Latest Breaking News
In reply to the discussion: U.S. economy grows by 4.3% in third quarter, much more than expected, delayed report shows [View all]Ol Janx Spirit
(613 posts)Okun's law is an empirically observed relationship between unemployment and losses in a country's production.
https://en.wikipedia.org/wiki/Okun%27s_law
This seems an obvious thing, but Okun did a good job of quantifying it.
A couple of points though:
This is Q3 data, so we should have had this back in October. This means this data is capturing what happened over the summer and not the more recent slowdown in the economy. That said, holiday spending rose 4.2% this year according to Visa--but some of that is likely driven by higher prices IMO.
Imports are slowing due to tariffs, and they are a subtraction in the calculation of GDP--so imports going down actually makes the GDP number look better even though your local toy retailer that went out of business due to tariffs might beg to differ.
https://www.reuters.com/business/us-september-trade-deficit-lowest-more-than-five-years-goods-exports-soar-2025-12-11/
"The top 10 percent of U.S. households now account for nearly half of all spending, Moodys Analytics recently estimated, the highest share since the late 1980s. Consumer sentiment has climbed among high earners but steadily fallen for other groups."
https://web.archive.org/web/20251019114215/https://www.nytimes.com/2025/10/19/business/economic-divide-spending-inflation-jobs.html
So these numbers are likely fueled by the "K-shaped" economy. When 90% of the population is in some sort of angst about their personal economy it eventually leads to political problems that even the top 10% can't get you out of.
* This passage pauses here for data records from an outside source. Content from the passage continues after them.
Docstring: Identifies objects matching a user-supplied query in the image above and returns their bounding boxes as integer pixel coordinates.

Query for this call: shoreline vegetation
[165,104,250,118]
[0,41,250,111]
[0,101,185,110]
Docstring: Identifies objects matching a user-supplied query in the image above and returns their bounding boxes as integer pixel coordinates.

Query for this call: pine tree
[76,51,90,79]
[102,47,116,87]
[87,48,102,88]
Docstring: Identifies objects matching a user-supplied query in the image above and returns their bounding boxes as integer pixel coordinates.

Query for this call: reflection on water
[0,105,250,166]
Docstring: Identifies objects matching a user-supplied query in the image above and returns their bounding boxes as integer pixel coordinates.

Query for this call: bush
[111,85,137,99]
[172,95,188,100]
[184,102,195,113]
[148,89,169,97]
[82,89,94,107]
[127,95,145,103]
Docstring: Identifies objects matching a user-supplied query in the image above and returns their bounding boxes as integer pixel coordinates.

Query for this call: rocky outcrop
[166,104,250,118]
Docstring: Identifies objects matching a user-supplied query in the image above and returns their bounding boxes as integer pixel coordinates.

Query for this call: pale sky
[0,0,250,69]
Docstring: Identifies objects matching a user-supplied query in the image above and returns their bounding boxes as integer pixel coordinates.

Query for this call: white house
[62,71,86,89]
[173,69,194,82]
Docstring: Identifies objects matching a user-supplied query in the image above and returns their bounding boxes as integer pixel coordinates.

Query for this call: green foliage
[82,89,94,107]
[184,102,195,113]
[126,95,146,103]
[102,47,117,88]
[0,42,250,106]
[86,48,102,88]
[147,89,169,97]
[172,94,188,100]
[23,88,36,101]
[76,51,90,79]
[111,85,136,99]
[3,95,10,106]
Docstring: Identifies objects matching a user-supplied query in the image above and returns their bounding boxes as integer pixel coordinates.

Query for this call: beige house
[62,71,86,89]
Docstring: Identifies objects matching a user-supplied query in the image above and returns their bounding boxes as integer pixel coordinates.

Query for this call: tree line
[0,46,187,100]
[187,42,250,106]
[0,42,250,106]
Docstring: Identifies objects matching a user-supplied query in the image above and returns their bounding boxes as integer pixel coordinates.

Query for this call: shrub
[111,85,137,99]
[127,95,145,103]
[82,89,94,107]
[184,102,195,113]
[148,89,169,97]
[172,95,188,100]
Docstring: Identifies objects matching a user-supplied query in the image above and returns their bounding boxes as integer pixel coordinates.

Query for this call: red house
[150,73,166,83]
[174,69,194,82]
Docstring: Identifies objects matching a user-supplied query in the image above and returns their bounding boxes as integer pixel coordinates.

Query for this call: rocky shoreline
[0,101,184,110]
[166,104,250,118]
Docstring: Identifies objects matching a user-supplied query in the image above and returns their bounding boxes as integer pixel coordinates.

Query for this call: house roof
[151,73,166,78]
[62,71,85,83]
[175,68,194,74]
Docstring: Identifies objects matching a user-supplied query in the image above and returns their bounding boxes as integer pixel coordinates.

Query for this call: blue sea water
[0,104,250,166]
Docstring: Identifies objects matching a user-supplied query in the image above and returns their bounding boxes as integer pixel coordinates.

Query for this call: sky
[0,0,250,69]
It is hard to imagine that the 317,000 federal employees forced to leave the government this year will continue their spending habits for very long. Private sector employment remains flat, so that means that many--if not most--of these former federal workers have not reentered the workforce. At some point soon this should show up in the economic data--possibly in the Q4 numbers if we can rely on them.
So, if unemployment continues to tick up in Q4 we will certainly expect Okun's law to show up in the data.